This could be a big week for energy sector exchange traded funds as Exxon Mobil (NYSE: XOM) and Chevron (NYSE: CVX) are set to report earnings Friday, July 28.

However, it may not be all good news. The current earnings-per-share estimate for XOM for Q2 2017 is $0.84, or below the mean EPS estimate of $0.89 on June 30 and below the mean EPS estimate of $0.99 on March 31, writes John Butters for FactSet. Additionally, the current mean EPS estimate for CVX for Q2 2017  is $0.86, compared to the mean EPS estimate of $0.89 on June 30 and below the mean EPS estimate of $1.13 on March 31.

This may spell trouble for the Energy Select Sector SPDR (NYSEArca: XLE), the largest equity-based energy exchange traded fund, which has a 22.3% tilt toward XOM and 15.7% CVX.

Traders have increasingly lowered expectations on the energy sector this earnings season.
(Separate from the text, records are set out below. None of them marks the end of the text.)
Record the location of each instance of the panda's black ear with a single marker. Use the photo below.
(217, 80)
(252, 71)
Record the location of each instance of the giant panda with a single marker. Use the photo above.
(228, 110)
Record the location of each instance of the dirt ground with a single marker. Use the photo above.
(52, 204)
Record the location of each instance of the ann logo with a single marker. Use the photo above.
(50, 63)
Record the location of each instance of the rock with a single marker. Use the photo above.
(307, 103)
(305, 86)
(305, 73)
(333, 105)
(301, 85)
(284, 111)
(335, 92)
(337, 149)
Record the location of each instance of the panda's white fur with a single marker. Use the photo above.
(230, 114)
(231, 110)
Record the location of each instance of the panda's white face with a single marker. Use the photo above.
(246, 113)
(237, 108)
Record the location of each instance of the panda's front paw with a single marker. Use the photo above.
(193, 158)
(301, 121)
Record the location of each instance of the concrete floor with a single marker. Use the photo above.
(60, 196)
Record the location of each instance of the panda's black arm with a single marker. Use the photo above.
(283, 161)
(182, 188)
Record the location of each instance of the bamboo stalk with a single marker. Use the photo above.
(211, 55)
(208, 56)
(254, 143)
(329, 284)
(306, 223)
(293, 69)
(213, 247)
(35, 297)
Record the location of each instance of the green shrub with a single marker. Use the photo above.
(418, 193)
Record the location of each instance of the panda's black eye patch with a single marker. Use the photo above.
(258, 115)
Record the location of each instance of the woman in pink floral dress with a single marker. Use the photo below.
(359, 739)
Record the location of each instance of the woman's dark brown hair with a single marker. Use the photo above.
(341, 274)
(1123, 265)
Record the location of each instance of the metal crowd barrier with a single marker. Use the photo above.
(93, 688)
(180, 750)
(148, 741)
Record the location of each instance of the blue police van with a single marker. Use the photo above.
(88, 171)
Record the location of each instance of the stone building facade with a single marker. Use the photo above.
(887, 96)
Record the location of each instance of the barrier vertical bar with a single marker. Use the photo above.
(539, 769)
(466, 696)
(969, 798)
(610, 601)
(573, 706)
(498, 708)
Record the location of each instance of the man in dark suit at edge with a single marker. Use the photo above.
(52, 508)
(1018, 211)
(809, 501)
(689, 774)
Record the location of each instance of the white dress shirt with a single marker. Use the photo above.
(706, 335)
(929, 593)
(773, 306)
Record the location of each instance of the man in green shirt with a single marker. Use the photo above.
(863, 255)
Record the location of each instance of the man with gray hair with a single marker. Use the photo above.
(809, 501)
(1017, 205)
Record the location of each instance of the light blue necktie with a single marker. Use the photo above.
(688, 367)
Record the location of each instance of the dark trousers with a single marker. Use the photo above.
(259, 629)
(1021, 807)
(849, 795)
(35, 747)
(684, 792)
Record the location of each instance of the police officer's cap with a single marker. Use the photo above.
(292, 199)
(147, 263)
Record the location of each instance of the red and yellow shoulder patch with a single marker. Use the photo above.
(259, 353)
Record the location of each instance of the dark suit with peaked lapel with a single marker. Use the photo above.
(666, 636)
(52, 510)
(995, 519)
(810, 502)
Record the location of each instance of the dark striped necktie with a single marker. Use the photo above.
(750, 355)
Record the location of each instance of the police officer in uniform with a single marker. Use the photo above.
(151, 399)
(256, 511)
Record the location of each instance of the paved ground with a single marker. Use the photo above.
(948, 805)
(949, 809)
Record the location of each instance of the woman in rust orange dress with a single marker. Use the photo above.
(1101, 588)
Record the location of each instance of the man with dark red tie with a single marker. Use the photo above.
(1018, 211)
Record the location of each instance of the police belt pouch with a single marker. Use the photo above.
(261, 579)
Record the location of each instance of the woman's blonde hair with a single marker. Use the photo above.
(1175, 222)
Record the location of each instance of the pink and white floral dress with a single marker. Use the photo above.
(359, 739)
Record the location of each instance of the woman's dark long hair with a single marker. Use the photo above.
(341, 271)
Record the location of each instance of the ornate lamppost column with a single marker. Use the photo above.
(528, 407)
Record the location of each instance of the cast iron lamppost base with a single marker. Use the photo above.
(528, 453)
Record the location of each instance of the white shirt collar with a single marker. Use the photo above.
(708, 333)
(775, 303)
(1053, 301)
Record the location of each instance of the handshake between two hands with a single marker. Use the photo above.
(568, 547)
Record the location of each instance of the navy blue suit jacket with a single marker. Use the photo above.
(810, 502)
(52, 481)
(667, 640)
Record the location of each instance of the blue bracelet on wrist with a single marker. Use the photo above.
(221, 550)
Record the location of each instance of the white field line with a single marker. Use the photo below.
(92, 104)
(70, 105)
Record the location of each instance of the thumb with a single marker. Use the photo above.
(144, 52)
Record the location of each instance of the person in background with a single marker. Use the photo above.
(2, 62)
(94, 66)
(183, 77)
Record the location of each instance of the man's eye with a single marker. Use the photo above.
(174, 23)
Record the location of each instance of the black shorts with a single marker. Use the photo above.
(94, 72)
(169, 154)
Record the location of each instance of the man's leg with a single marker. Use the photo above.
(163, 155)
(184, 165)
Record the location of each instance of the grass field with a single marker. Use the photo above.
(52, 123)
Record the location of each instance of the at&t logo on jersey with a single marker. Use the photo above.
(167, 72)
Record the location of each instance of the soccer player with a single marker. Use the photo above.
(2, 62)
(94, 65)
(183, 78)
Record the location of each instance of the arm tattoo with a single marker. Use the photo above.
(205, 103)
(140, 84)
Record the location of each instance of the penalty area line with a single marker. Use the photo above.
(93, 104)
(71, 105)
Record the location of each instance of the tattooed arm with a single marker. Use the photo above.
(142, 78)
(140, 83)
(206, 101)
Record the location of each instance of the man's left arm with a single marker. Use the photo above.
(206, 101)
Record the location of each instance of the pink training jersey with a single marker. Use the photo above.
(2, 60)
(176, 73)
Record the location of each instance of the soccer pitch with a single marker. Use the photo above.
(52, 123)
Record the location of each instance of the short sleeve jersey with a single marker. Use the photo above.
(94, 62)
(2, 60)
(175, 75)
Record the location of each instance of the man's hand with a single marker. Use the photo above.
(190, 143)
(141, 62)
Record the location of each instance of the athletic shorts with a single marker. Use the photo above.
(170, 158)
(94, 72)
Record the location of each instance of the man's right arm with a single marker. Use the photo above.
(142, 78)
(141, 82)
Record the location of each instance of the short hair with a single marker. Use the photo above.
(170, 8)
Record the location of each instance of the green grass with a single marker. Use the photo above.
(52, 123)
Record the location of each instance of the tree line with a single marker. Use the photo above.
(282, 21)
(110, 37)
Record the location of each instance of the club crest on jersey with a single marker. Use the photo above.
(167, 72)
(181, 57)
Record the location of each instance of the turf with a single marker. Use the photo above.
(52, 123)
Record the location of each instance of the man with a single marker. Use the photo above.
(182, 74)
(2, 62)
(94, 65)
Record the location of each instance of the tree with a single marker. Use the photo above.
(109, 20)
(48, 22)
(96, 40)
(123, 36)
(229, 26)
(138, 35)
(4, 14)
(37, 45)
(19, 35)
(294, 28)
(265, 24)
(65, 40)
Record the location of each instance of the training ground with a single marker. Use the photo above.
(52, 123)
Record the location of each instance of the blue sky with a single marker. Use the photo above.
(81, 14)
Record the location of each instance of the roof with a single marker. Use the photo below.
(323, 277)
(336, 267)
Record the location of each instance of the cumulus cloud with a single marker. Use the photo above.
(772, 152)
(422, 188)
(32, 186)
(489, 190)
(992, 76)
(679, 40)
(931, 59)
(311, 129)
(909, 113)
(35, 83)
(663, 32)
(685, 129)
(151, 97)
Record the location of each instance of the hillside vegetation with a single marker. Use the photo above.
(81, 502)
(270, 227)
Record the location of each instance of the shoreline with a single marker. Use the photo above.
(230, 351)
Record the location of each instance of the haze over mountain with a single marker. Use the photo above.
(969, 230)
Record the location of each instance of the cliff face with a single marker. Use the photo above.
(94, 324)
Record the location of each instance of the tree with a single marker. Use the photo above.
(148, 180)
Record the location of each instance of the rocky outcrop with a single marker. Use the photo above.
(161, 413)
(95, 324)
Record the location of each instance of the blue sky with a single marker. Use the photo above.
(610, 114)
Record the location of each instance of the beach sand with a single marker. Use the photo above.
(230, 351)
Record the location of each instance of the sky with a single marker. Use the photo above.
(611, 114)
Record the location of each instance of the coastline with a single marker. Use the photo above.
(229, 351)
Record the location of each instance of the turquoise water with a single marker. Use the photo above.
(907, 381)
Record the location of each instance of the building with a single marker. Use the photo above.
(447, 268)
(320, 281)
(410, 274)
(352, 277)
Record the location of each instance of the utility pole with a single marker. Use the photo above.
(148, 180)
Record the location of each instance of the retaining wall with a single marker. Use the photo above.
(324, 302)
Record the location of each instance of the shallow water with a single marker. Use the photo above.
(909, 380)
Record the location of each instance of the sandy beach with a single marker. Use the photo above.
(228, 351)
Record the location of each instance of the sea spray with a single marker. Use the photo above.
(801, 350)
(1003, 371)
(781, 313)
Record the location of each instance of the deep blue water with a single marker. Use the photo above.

Since Jun 30, 25 of 34 energy companies in the S&P 500 have recorded a decline in their mean EPS estimate for the second quarter.

“As a result, the earnings growth rate for this sector has fallen to 332.1% today from 390.5% on June 30. This marks the largest drop in earnings growth of all eleven sectors since the end of the second quarter,” Butters said.